Former Haitian President Jean-Bertrand Aristide was scheduled to arrive Friday in Haiti after spending nearly a month in Cuba for medical treatment, an associate of his told The Associated Press.
Joel Edouard "Pacha" Vorbe, an executive committee member of Aristide's Fanmi Lavalas party, said Aristide was expected to arrive by plane.
"He is completely recovered," Vorbe said, though he said he didn't have details about Aristide's condition.
Aristide's return adds a potentially volatile element to an already tense situation in a country facing a power vacuum following the July 7 assassination of President Jovenel Moïse. Aristide has long been one of Haiti's most polarizing politicians and is still popular with some groups.
The twice-elected, twice-ousted leader returned to Haiti from exile in 2011 and has largely kept a low profile except for when he campaigned for the presidential candidate of his party in 2016.
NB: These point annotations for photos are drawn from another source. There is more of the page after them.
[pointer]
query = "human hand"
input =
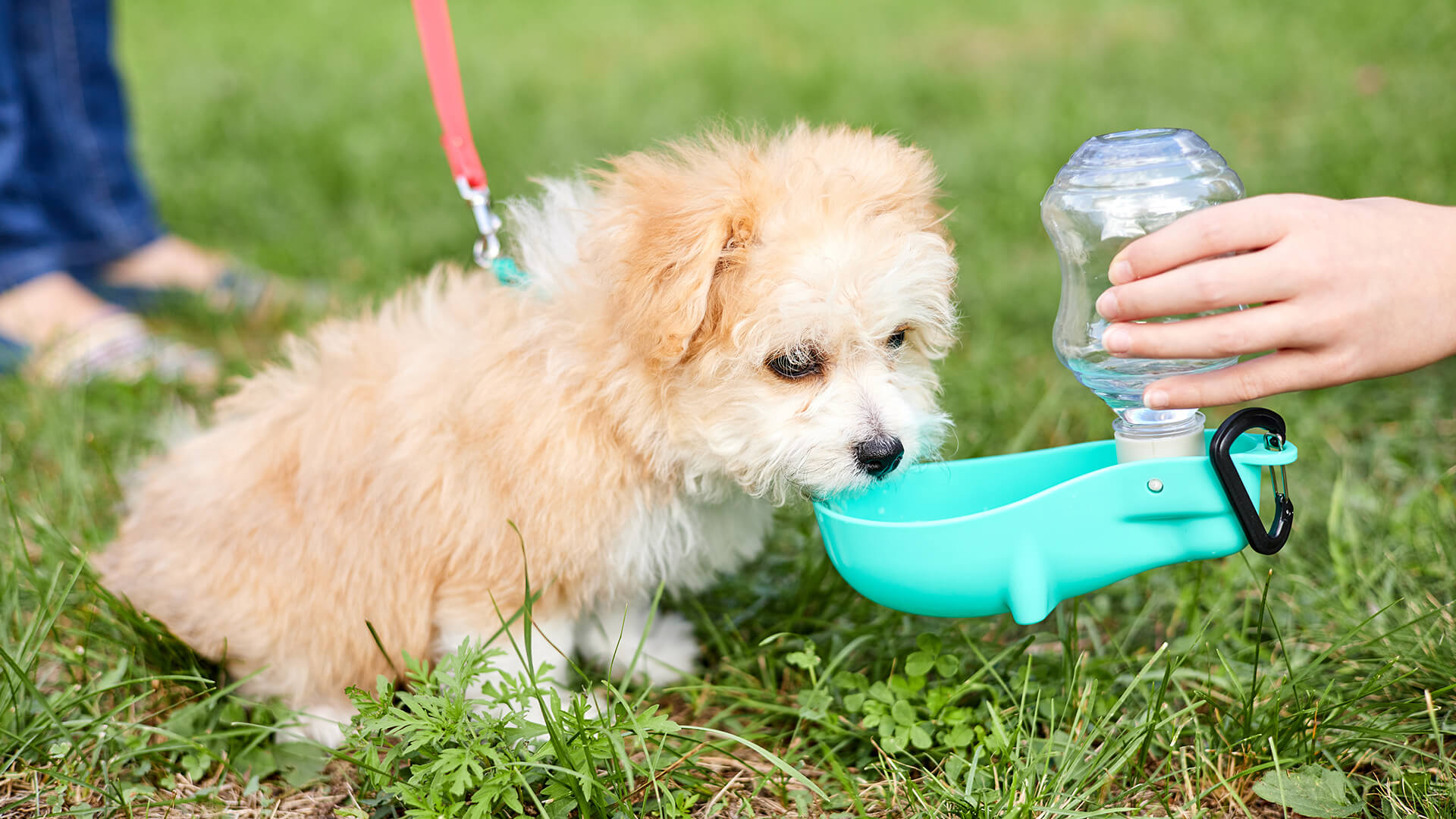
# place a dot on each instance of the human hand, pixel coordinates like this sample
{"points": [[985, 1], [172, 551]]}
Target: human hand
{"points": [[1347, 290]]}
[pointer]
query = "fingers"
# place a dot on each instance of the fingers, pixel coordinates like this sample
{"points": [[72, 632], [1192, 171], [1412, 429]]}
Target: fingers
{"points": [[1200, 286], [1286, 371], [1244, 224], [1239, 333]]}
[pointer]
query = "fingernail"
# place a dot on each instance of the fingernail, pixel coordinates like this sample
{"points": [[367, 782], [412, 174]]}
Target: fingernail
{"points": [[1116, 340], [1107, 305]]}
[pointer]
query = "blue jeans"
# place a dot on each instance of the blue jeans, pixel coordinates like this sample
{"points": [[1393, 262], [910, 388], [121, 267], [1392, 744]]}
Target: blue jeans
{"points": [[71, 197]]}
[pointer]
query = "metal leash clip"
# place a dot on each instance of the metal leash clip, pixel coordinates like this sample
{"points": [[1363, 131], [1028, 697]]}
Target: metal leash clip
{"points": [[1244, 506], [488, 246]]}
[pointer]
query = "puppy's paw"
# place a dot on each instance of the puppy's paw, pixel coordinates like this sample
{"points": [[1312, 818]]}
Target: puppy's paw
{"points": [[669, 653], [322, 723]]}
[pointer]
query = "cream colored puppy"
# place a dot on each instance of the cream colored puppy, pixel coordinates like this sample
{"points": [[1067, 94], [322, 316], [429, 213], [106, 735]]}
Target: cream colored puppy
{"points": [[708, 330]]}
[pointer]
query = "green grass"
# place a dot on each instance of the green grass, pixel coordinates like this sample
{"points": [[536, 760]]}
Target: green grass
{"points": [[302, 137]]}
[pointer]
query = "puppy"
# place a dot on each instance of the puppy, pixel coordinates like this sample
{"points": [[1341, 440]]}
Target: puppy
{"points": [[708, 330]]}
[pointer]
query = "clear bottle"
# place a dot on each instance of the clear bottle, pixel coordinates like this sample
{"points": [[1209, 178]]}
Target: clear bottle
{"points": [[1116, 188]]}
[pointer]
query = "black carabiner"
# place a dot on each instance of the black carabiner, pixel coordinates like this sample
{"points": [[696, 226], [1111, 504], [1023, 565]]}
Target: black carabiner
{"points": [[1244, 507]]}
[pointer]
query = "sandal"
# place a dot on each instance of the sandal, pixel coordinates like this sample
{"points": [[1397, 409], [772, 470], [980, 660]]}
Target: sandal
{"points": [[239, 289], [117, 347]]}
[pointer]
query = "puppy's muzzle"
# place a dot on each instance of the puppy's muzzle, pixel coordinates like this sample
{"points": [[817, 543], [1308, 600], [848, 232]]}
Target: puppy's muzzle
{"points": [[880, 455]]}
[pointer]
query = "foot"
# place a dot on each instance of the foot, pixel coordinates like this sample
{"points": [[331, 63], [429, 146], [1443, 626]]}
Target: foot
{"points": [[180, 265], [612, 639], [169, 261], [322, 723], [74, 337], [49, 308]]}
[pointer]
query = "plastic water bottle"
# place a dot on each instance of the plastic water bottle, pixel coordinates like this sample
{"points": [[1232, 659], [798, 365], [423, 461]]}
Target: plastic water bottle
{"points": [[1116, 188]]}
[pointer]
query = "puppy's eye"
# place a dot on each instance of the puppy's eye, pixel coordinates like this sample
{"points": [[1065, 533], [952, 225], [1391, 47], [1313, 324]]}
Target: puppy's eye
{"points": [[797, 363]]}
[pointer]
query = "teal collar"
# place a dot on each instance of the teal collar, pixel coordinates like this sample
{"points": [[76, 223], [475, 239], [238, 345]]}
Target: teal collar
{"points": [[507, 271]]}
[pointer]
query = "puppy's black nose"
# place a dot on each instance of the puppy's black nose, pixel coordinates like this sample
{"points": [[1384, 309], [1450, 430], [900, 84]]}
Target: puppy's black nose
{"points": [[880, 455]]}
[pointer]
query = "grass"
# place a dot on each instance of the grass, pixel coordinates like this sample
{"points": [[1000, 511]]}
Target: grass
{"points": [[303, 140]]}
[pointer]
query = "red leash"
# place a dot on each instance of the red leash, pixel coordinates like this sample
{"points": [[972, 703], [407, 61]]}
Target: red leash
{"points": [[437, 44]]}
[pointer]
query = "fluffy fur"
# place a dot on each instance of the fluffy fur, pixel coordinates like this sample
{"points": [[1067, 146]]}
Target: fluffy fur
{"points": [[619, 411]]}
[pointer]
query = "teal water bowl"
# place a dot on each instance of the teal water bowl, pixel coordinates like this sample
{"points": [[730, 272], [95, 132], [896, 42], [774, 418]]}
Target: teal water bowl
{"points": [[1022, 532]]}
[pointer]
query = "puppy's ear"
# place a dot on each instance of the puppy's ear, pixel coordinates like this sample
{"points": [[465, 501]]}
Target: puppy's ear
{"points": [[677, 223]]}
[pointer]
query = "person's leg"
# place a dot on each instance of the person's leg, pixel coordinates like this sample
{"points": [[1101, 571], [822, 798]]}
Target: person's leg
{"points": [[77, 146], [36, 300]]}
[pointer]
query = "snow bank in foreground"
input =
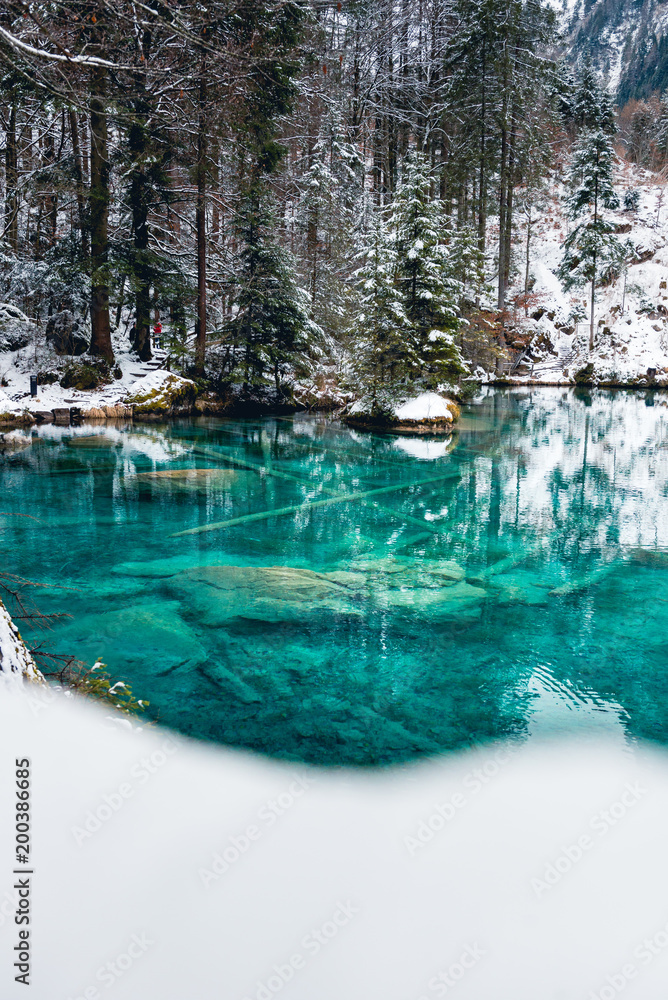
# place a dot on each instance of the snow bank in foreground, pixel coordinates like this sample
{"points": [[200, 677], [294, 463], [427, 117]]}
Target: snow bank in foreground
{"points": [[426, 406], [172, 870], [159, 381]]}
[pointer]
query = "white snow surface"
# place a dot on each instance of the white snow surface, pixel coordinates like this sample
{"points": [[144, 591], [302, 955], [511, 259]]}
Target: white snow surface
{"points": [[426, 406], [15, 660], [163, 868]]}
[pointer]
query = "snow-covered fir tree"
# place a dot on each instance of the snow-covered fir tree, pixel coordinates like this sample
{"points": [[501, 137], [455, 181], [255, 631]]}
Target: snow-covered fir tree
{"points": [[591, 250], [271, 327], [327, 209], [424, 275], [592, 107]]}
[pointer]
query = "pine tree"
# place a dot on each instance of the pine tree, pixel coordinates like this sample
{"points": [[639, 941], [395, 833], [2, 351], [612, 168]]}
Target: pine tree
{"points": [[467, 265], [271, 324], [430, 294], [591, 250], [383, 362], [326, 214], [592, 107], [661, 129]]}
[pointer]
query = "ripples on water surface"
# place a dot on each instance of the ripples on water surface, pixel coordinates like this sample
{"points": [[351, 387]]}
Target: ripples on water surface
{"points": [[510, 582]]}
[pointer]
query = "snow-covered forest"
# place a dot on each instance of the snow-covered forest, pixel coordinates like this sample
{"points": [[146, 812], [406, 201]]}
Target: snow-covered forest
{"points": [[319, 202]]}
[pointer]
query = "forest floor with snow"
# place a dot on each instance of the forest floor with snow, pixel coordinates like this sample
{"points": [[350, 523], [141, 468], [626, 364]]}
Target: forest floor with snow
{"points": [[552, 331]]}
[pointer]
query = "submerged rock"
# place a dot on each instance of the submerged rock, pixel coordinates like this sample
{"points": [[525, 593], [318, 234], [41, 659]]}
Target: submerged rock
{"points": [[458, 600], [151, 639], [14, 441], [217, 594], [189, 479], [214, 595]]}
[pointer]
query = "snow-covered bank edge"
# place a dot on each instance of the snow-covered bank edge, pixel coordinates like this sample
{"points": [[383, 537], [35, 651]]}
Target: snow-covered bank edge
{"points": [[426, 413], [16, 663]]}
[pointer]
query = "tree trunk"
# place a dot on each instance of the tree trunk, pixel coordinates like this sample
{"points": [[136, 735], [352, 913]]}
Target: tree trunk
{"points": [[78, 176], [139, 200], [100, 341], [593, 279], [11, 181], [200, 213], [528, 262]]}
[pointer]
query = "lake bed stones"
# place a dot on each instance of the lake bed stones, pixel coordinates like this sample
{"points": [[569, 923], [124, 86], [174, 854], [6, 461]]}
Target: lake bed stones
{"points": [[150, 639], [214, 595]]}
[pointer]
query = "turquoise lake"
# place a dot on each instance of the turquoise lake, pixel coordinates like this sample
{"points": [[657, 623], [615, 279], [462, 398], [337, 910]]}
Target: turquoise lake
{"points": [[290, 586]]}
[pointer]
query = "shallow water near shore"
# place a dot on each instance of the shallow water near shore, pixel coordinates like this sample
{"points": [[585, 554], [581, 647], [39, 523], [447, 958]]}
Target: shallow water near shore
{"points": [[297, 588]]}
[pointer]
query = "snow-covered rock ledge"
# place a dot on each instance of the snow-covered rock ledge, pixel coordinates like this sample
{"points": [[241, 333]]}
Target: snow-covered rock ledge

It wasn't clear what health conditions prompted Aristide to fly to Cuba. At the time, Moïse only said that Aristide had to seek treatment abroad and that Haiti's embassy in Cuba would provide any assistance required.
Haiti is currently being run by interim Prime Minister Claude Joseph with the backing of Haiti's police and military, although he faces growing challenges to his power more than a week after Moïse was killed in an attack at his private home.
More than 20 suspects accused of direct involvement in the slaying have been arrested, the majority of them former Colombian soldiers. At least three other suspects were killed, and police are still looking for at least seven others, authorities have said.
Colombia's government has said only a small group of Colombian soldiers knew the true nature of the operation and that the others were duped.
While Haiti's government has asked for military assistance, U.S. President Joe Biden said Thursday that sending troops was "not on the agenda." However, he said U.S. Marines would be deployed to boost security at the U.S. Embassy in Haiti.
Mathias Pierre, Haiti's elections minister, said he believes the door is still open for potential U.S. military assistance, noting that the country is in a "fragile situation" and requires a secure environment to hold elections in upcoming months.